Steamship Authority strengthens bus policy

Terminal employees to call Peter Pan if last bus to Woods Hole is tardy.

The Steamship Authority and Peter Pan Bus lines are working together to prevent passengers from being stranded again in the future. - Josephine Brennan

The Steamship Authority has adopted new procedures to address late buses in Woods Hole. At the Port Council Meeting in Falmouth Thursday, the ferry service decided if the last Peter Pan bus is behind schedule to drop off passengers for the last ferry to the Vineyard, Steamship Authority staff will reach out to Peter Pan and find out what’s going on.

The new policy is in response to a May 29 incident, first reported by The Times, in which Island teenagers got stranded in Falmouth after the last ferry did not wait for a late Peter Pan bus to arrive from Boston. The teens wound up having a difficult time securing a hotel room due to their ages. On June 13, Steamship Authority general manager Robert Davis wrote in an email that the Steamship Authority wasn’t informed the bus was running late.

“Although we will hold the boat on the last trip if the Peter Pan bus notifies us that they are nearby, we received no notification from them as to their ETA on May 29,” he wrote.

But now the Steamship Authority intends to communicate in the other direction.

“If the bus that is due to arrive in Woods Hole at 9:30 pm hasn’t done so by 9:40 pm, personnel at the terminal will call Peter Pan dispatchers to find out the status of the bus,” Steamship Authority spokesman Sean Driscoll wrote in an email to The Times. “Personnel in the Woods Hole terminal now also have the ability to check on the bus’s status online, and we’ve confirmed that the Peter Pan dispatchers have the correct number to call to alert us of a delay.”

Frank Dougherty, vice president of operations for Peter Pan, told The Times that the bus company had the wrong phone number for the Woods Hole terminal, possibly because of the ongoing construction there.

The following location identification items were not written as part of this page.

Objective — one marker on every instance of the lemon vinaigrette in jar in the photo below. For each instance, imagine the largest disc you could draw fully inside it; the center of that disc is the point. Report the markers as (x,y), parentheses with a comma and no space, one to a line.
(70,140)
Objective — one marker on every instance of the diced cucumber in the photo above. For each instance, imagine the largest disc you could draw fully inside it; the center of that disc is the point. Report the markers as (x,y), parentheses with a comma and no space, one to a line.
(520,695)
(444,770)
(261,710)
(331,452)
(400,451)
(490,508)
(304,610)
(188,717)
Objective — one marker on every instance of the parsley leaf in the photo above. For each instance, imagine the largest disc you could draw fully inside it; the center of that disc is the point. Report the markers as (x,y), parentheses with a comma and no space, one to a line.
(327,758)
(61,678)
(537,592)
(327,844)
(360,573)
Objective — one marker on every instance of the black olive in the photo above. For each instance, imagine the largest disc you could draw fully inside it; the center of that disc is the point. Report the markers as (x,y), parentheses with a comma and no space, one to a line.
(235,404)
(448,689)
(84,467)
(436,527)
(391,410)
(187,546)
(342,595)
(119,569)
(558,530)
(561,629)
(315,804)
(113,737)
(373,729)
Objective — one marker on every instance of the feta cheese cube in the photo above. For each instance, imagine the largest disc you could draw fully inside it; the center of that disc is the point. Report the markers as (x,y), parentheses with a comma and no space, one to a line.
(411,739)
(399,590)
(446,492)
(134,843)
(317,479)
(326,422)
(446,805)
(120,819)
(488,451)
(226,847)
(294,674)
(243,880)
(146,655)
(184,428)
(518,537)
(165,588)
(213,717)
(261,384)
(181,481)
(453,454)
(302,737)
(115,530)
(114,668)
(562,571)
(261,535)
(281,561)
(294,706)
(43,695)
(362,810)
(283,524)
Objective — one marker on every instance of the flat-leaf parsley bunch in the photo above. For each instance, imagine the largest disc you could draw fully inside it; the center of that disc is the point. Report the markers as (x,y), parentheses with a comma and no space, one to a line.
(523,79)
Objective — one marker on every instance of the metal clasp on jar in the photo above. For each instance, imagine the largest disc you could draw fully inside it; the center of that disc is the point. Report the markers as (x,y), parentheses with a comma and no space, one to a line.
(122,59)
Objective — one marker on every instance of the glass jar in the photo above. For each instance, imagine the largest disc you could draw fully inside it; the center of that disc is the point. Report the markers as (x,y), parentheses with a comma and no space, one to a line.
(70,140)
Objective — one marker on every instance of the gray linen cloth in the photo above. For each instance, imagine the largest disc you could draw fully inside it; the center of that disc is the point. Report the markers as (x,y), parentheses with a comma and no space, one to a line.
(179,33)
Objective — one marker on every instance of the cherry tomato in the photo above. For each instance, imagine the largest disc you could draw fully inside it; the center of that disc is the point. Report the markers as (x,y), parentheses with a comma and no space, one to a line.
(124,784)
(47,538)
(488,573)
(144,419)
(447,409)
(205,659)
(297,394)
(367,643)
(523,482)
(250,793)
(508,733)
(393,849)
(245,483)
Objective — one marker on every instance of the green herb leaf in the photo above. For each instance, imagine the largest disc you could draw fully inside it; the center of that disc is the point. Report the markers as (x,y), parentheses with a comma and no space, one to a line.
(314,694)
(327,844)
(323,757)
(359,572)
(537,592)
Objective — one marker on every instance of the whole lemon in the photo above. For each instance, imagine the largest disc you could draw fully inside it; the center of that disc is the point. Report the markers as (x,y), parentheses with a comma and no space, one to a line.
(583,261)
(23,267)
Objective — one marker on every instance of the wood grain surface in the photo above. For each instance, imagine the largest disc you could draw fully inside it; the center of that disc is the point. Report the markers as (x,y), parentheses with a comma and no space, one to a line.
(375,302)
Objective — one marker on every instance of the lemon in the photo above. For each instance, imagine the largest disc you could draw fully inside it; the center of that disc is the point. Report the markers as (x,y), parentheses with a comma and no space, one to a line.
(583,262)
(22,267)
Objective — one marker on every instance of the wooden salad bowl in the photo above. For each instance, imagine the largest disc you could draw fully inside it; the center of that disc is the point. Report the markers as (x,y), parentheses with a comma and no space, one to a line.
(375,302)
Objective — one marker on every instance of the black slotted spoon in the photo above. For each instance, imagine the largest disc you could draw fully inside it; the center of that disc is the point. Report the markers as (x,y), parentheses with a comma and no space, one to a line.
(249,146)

It was a number drivers had called for years, he said. “We’ve rectified that now.”

Now the SSA also has access to the bus GPS system.

“We move a half a million people to the boats every year,” Dougherty said. “We do it with 99 percent success.”

Dougherty said he personally took the phone call that night of May 29, when the passengers were stranded. They did everything they could to recommend hotels, and brought them back to Falmouth center, where there were more choices, he said.

“We felt terrible about it,” he said.

Driscoll also said the Steamship Authority is working to expand its list of available hotels to make sure it can suggest options for travelers who are under the age of 21.

The bus service makes it clear on its website that it can’t guarantee connections, Dougherty said. Still, they do all they can to accommodate passengers, particularly those trying to make it home to the Islands.

“We bypassed Falmouth that night,” he said, referring to a stop near the center of town.

Just Thursday there was an incident where an unmarked bus was rented by Peter Pan and the driver left Woods Hole too early, Dougherty said. They were able to contact the bus and have it turn around to accommodate passengers leaving the Island on a ferry that was delayed by fog, he said.

Violet Kennedy was aboard the May 29 Peter Pan bus from Boston that arrived in Woods Hole to find the ferry gone. She considers the policy change a step in the right direction.

“The reputation of the SSA isn’t the best, and I didn’t expect anything,” she wrote in a text message. “Tough luck usually in this type of situation. It’s a really great surprise to hear that they’ve done this!”

Kennedy’s friend Kate Sudarsky was also on the bus that night, and was enthused to learn of the policy change.

“Well that’s great!” she wrote. “I think that’s a hugely useful policy that will benefit many in the future.”

Offshore Engineering president John Packer, who excoriated the Steamship Authority in a June 15 letter over the stranded teenagers, welcomed the policy changes.

“I am very optimistic about the Port Council’s implementation of a protocol regarding the last bus to Woods Hole,” he texted. “I see this as a positive step in a long process where the Steamship can begin to understand the wants and the needs of the island people and our summer guests, as well as understanding how vital the performance of their duties, from the deckhand to the general manager, is on keeping the lifeline of the island operating at optimum performance.”

The Vineyard’s Steamship Authority board representative, Marc Hanover, was advised in Packer’s letter to motivate Robert Davis to institute change.

“Mr. Hanover, you need to explain to Mr. Davis that his job is to provide safe and reliable transportation to our Island,” Packer wrote. “His job is to maintain a lifeline; if he cannot do that you need to show him the door, and if you cannot do that, we need to show you the door.”

Reached by telephone, Hanover said he did not play a role in the implementation of the new policy, but welcomed the improvement to Steamship Authority customer service.

“I think it’s fantastic,” he said.


George Brennan contributed to this report.